The I-30 bridge carries 114,000 vehicles annually. The Friday evening commute had already ended when the accident occurred but traffic in the Little Rock and North Little Rock entertainment districts was snarled when police also closed two pedestrian bridges and two bridges carrying city streets.

The only bridge to remain open after the accident was limited to railroad traffic, meaning at least a 16-mile detour for motorists.

Higginbotham said the barges, pushed by the MV Midland, made only a glancing blow to the I-30 bridge and a pedestrian span near the Clinton Presidential Library that is part of a riverfront trail.

The pier protectors are steel-enwrapped and concrete-capped cylinders filled with rocks, gravel and sand to cushion blows from passing barges and towboats.

The U.S. Coast Guard in Memphis, Tenn., said Saturday the Midland was pushing 12 barges and that half of them came loose, though not all of them floated away freely.

Lt. j.g. Brian Porter, a Coast Guard spokesman, said two vessels helped wrangle the loose barges about a mile downstream. One barge needed minor repairs and the towboat would be allowed to continue its trip to Rosedale, Miss., after the tow is put back together, Porter said.

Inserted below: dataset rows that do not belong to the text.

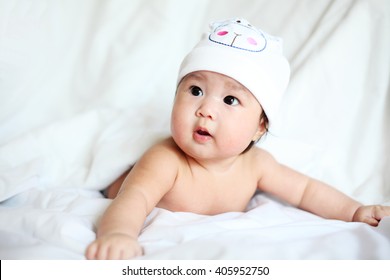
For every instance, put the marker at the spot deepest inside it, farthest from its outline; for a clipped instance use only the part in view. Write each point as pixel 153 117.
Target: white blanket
pixel 87 86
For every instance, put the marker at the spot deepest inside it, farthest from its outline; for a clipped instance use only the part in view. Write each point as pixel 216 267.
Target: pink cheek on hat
pixel 222 33
pixel 251 41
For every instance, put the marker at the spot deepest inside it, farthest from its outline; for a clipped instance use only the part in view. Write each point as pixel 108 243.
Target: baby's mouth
pixel 203 132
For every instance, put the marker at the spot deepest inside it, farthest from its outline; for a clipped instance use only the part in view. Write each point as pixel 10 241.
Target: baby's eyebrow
pixel 236 87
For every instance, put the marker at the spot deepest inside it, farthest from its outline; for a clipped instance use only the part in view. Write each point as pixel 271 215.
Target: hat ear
pixel 262 128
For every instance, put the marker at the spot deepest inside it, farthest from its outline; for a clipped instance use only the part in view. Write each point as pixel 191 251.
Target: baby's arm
pixel 151 178
pixel 313 195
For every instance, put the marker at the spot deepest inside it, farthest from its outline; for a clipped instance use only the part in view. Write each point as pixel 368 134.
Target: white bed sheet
pixel 87 86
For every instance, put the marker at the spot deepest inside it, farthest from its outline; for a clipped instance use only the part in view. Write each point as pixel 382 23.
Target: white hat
pixel 250 56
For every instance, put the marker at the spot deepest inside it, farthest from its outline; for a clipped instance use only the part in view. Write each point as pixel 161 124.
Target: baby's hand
pixel 114 246
pixel 371 214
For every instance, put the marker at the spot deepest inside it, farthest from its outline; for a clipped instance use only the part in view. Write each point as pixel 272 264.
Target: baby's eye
pixel 196 91
pixel 231 100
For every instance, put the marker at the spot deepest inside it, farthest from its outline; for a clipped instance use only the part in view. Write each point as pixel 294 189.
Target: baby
pixel 229 88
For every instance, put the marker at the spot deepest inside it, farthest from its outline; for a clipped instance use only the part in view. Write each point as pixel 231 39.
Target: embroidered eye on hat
pixel 248 55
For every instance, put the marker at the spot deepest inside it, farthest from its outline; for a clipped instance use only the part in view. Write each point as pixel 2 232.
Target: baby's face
pixel 214 116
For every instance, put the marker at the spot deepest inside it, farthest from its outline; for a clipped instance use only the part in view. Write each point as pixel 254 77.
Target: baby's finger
pixel 378 212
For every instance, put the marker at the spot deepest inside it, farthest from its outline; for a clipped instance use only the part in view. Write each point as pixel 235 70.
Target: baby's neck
pixel 218 166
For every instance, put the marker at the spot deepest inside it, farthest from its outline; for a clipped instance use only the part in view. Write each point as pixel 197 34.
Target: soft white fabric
pixel 237 49
pixel 87 86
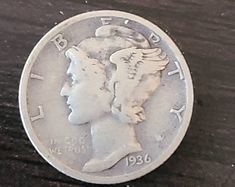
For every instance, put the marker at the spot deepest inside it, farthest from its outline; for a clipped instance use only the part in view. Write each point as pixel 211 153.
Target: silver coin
pixel 106 97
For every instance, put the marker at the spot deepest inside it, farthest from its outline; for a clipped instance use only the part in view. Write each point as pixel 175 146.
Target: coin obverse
pixel 106 97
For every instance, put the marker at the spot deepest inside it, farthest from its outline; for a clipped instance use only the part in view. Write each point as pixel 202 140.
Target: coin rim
pixel 41 149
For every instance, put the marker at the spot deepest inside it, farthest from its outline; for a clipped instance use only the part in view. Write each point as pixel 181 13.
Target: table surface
pixel 204 30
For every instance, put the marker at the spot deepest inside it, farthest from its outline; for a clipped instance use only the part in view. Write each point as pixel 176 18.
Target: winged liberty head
pixel 113 74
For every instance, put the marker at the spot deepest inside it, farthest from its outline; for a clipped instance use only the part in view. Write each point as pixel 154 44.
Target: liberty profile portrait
pixel 112 75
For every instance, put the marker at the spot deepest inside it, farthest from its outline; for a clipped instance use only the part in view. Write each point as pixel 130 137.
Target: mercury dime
pixel 106 97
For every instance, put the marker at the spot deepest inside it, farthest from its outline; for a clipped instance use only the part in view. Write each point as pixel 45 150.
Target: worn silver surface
pixel 118 131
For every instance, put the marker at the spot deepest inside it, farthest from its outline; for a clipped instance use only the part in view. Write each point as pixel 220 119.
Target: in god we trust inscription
pixel 106 97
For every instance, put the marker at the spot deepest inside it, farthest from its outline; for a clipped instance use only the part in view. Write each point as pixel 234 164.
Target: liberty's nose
pixel 65 91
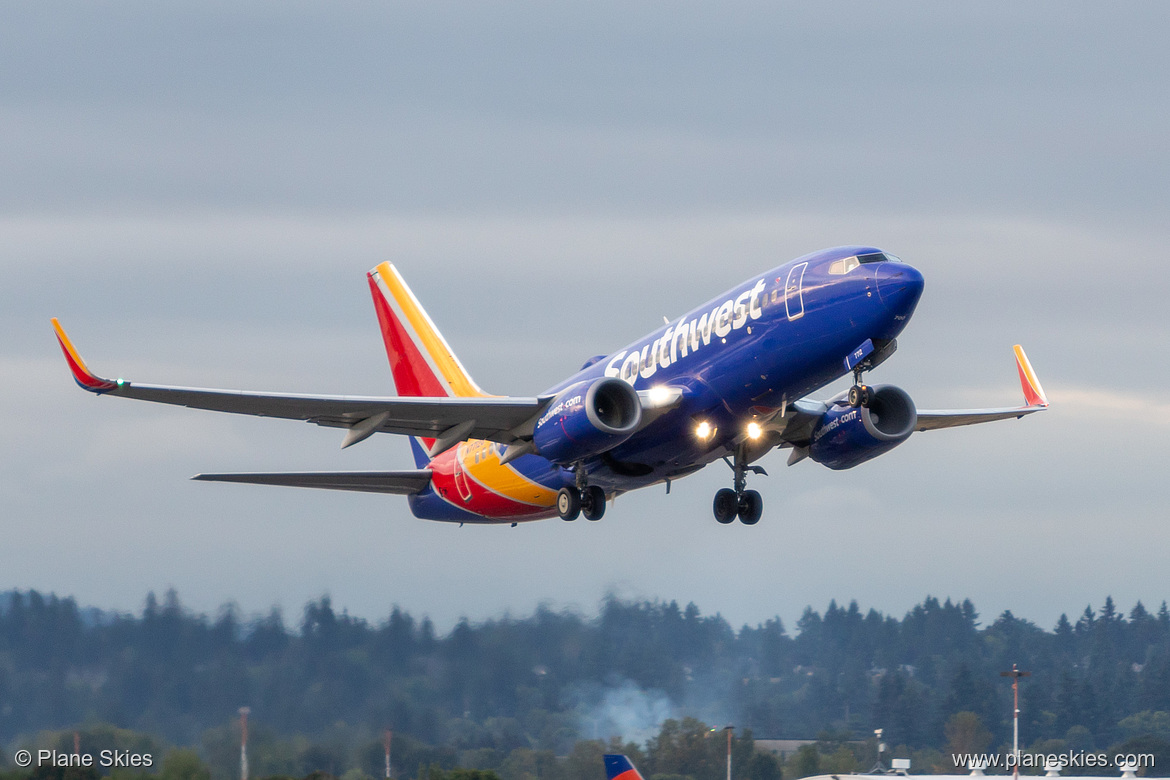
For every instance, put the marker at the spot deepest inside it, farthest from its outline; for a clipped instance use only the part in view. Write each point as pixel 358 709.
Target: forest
pixel 542 696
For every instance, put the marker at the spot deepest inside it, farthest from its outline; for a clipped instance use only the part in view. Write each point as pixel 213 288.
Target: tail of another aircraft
pixel 618 767
pixel 420 359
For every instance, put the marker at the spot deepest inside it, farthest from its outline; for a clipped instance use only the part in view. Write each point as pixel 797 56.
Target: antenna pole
pixel 1016 674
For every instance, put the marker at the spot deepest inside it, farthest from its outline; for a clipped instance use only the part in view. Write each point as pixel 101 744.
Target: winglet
pixel 84 378
pixel 619 766
pixel 1032 391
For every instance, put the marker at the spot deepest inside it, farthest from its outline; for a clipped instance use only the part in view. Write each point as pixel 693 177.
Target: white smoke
pixel 625 710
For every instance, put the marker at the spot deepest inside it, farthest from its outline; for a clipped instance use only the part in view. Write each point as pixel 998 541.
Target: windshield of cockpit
pixel 846 264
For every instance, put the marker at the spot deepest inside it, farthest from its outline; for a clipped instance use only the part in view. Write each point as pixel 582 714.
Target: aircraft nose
pixel 899 285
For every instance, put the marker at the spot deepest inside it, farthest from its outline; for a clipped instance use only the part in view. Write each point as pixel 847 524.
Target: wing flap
pixel 403 483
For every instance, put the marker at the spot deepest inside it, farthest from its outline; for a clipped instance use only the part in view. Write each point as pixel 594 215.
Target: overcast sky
pixel 197 191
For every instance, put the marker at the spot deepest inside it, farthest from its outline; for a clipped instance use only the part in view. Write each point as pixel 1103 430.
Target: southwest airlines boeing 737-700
pixel 728 380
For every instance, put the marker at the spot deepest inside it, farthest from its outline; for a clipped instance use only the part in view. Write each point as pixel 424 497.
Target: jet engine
pixel 586 419
pixel 846 435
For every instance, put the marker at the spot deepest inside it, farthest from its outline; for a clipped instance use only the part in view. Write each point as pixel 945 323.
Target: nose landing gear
pixel 582 498
pixel 740 502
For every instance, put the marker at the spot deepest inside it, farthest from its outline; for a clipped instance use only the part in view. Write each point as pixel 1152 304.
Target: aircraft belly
pixel 470 478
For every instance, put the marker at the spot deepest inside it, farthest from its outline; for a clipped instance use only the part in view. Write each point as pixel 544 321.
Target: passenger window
pixel 845 266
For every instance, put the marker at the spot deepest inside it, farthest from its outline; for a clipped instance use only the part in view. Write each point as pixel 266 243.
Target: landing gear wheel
pixel 750 506
pixel 860 395
pixel 592 503
pixel 569 503
pixel 725 505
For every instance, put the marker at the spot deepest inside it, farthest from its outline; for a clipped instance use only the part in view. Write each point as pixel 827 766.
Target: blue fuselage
pixel 773 339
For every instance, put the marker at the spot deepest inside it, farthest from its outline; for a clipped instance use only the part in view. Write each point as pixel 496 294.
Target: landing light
pixel 660 394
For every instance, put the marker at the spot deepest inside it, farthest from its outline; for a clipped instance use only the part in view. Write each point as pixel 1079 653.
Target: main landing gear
pixel 747 504
pixel 582 498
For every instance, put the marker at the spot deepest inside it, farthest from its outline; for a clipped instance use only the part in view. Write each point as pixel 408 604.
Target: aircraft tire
pixel 569 503
pixel 593 503
pixel 725 505
pixel 751 506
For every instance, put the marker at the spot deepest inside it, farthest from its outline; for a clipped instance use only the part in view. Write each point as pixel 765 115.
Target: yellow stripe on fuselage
pixel 481 462
pixel 433 342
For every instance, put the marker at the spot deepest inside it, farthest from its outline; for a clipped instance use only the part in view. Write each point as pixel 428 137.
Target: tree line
pixel 322 690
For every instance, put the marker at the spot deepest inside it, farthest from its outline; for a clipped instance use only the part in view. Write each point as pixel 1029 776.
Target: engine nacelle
pixel 847 436
pixel 586 419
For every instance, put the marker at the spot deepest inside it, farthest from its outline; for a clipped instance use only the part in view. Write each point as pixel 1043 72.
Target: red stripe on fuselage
pixel 469 495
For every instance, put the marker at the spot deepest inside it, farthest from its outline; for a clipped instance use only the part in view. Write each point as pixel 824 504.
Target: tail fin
pixel 619 767
pixel 420 359
pixel 1032 391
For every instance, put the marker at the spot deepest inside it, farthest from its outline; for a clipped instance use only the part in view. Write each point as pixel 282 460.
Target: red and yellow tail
pixel 421 360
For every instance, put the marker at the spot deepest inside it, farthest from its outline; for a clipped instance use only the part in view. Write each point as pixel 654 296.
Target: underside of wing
pixel 936 419
pixel 503 420
pixel 403 483
pixel 1034 400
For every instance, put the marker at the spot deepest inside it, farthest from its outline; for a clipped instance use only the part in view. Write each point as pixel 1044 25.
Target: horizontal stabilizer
pixel 403 483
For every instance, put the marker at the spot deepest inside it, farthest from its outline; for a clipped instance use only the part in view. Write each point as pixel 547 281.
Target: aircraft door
pixel 465 489
pixel 793 291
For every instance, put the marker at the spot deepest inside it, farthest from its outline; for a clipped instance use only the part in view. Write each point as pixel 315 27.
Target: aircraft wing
pixel 403 483
pixel 1034 400
pixel 503 420
pixel 802 416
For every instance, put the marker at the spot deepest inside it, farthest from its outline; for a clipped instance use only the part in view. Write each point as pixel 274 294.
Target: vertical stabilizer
pixel 618 767
pixel 420 359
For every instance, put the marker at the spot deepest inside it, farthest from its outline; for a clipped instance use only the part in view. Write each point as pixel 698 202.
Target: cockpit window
pixel 879 257
pixel 845 266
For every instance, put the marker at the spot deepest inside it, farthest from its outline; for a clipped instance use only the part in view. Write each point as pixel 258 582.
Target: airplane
pixel 728 380
pixel 619 767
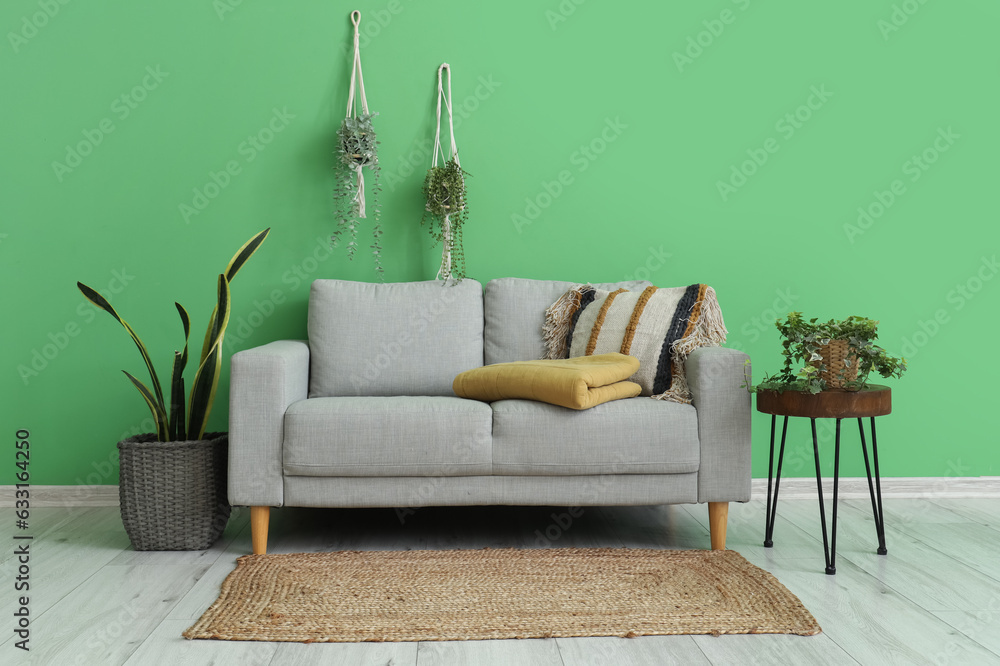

Higginbotham said the Midland was owned by Ingram Barge Co. of Nashville. Its answering service said officials would be available Monday.

Randy Ort, spokesman for the Arkansas Highway and Transportation Department, said his agency’s bridge inspectors wouldn’t return until Monday. He said there was nothing to indicate an imminent danger to traffic on the highways or the river.

The bridge was completed around 1970, Ort said, and was designed to accommodate the Arkansas River Navigation System, which was completed in 1974. The distance between the piers at Little Rock is 300 feet.

The I-30 bridge is scheduled to be widened from its current six lanes to eight lanes in the next 10 years. Higginbotham said the new bridge would likely be designed to reduce the hazards to and from river navigation.